Панкрат достал из кармана плоскую фляжку.
— Это коньяк, глотни, сосуды расширятся, отвлечешься, полегче станет.
Макс взял фляжку, глотнул, поморщился.
— Хорошо.
— Попробуй встать? — Панкрат просунул руку под спину Макса. — Мы сейчас сообразим горячий ужин. Потом ибупрофен выпьешь — это поможет.
Макс сел на край кровати, пошевелил пальцами голых ног.
— Знаешь, вас увидел и вроде полегче стало. Как лощину проехали?
Панкрат рассказал.
— Хреново, — вздохнул Макс. — Утром подморозит, колеса придется ломом выбивать из грязи. Второй машиной можно дернуть, но попотеть придется.
Фляжка пошла по кругу.
— Пойду проверю запасы.
Панкрат поднялся, вышел, послышался скрип дверцы холодильника.
— Есть яйца, сало, протухшая вареная колбаса, соленые помидоры, немного масла, открытая банка сайры…
— Сайра испортилась, — сказал Макс. — Надо ее выкинуть. И колбасу тоже. В подполе есть картошка и квашеная капуста, хлеба больше нет.
— Живем! — крикнул Панкрат. — Пока яичницу соорудим, потом посмотрим.
Они сели за стол, Макс улыбался.
— Мужики, — сказал он. — Мне и правда лучше. Может завтра я смогу за руль сесть. Вы уж простите, что я вас вытащил.
— Ерунда, — сказал Панкрат. — Потом будет, что вспомнить. А машину вытащим. Мне бы только до сигнала добраться.
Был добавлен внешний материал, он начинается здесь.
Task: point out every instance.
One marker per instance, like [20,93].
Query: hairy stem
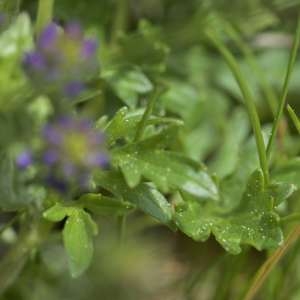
[263,272]
[148,111]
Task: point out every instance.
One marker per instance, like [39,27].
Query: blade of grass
[284,92]
[294,118]
[249,102]
[263,272]
[252,62]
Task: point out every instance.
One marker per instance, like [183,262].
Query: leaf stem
[249,103]
[294,118]
[122,228]
[148,111]
[270,263]
[284,92]
[291,218]
[44,14]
Тогда через два часа тут будет и трактор, и вертолет, и еще заказ из ресторана привезут.
Он встал, открыл дверцы кухонных шкафчиков.
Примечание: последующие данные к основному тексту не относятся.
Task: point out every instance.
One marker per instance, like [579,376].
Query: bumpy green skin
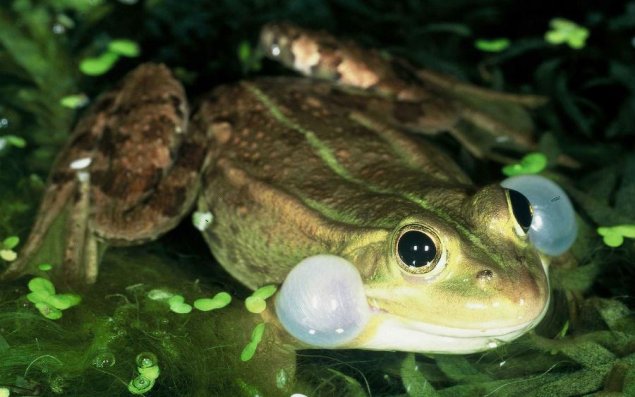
[299,167]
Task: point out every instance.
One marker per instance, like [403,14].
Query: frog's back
[299,167]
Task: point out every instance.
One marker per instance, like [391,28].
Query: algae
[585,347]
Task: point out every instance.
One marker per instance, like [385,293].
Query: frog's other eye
[521,208]
[417,251]
[553,228]
[322,302]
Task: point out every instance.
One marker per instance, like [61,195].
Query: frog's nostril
[485,275]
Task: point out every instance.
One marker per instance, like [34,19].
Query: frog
[332,166]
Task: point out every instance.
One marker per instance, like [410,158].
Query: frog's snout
[515,297]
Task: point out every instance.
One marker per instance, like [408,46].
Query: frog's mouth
[391,332]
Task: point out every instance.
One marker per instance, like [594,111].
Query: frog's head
[459,283]
[458,276]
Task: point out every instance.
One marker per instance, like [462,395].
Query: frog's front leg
[484,121]
[129,174]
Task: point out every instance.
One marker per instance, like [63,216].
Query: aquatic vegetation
[92,349]
[219,301]
[613,236]
[49,303]
[148,369]
[256,336]
[532,163]
[567,32]
[202,220]
[102,63]
[494,45]
[7,246]
[256,302]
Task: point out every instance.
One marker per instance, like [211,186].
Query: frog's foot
[61,235]
[129,174]
[483,121]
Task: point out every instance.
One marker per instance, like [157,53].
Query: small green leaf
[11,242]
[41,285]
[38,297]
[244,51]
[202,220]
[265,292]
[255,304]
[151,373]
[48,311]
[14,140]
[98,65]
[8,255]
[74,101]
[177,305]
[248,351]
[564,31]
[256,336]
[159,294]
[495,45]
[219,301]
[124,47]
[257,333]
[532,163]
[64,301]
[613,236]
[140,385]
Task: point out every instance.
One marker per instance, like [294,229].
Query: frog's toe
[322,302]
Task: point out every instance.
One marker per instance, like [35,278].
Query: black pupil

— Мука, гречка, рис, сахар… все в трехлитровых банках.
— Это от мышей, — объяснил Макс.
— Тут их полно, — подтвердил Никита.
Панкрат достал бутылку, посмотрел на свет.
— Это самогон, — сказал Макс. — Мужик из автолавки приторговывает. Пить можно, баба Маша меня угощала.
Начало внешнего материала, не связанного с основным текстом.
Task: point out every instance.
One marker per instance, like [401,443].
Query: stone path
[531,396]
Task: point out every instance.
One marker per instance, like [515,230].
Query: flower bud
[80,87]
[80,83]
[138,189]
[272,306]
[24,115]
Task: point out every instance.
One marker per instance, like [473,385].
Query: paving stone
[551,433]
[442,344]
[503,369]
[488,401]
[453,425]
Они разлили самогон по стаканам.
— До утра все выветрится, — сказал Панкрат, поставив пустой стакан на стол. — Крепкий черт, горло обжег.
— Это с непривычки, — улыбнулся Макс. — Мы с бабой Машей иногда баловались.
— А где тебя черти носили? — поинтересовался Никита. — Варя с ума сходит, хоть бы написал ей пару строк.
— Я написал, разве она не получала?
— Получала, — сказал Панкрат. — И я получил. Надеюсь, что это ты спьяну написал. Пока твое заявление я распечатал и в стол положил. Попросил оформить тебе отпуск за свой счет по семейным обстоятельствам. Заявление я сам написал, придешь на работу — подпишешь. Так где ты был?
— В Европе, — сказал Макс. — Сейчас нет сил рассказывать. Машину тут оставлял, приехал забрать, а заодно поработать. Здесь спокойно, хорошо думается. И баба Маша прелесть. Не мешала, как будто и не было ее. Вместе только ели. Она щи из квашеной капусты варила, картошку жарила. Что еще надо? Деревенский курорт «ол инслюзив» за копейки.
— Все так, — сказал Панкрат и разлил остатки самогона. — Ну, за удачу.
Из печной трубы раздался вой.
— Ветер — это хорошо, — сказал Панкрат. — Дорогу подсушит.
Он подошел к двери, ведущей в сени, прошел их, открыл дверь на улицу.
— Вашу мать! — услышали Макс и Никита. — Похоже, мы влипли!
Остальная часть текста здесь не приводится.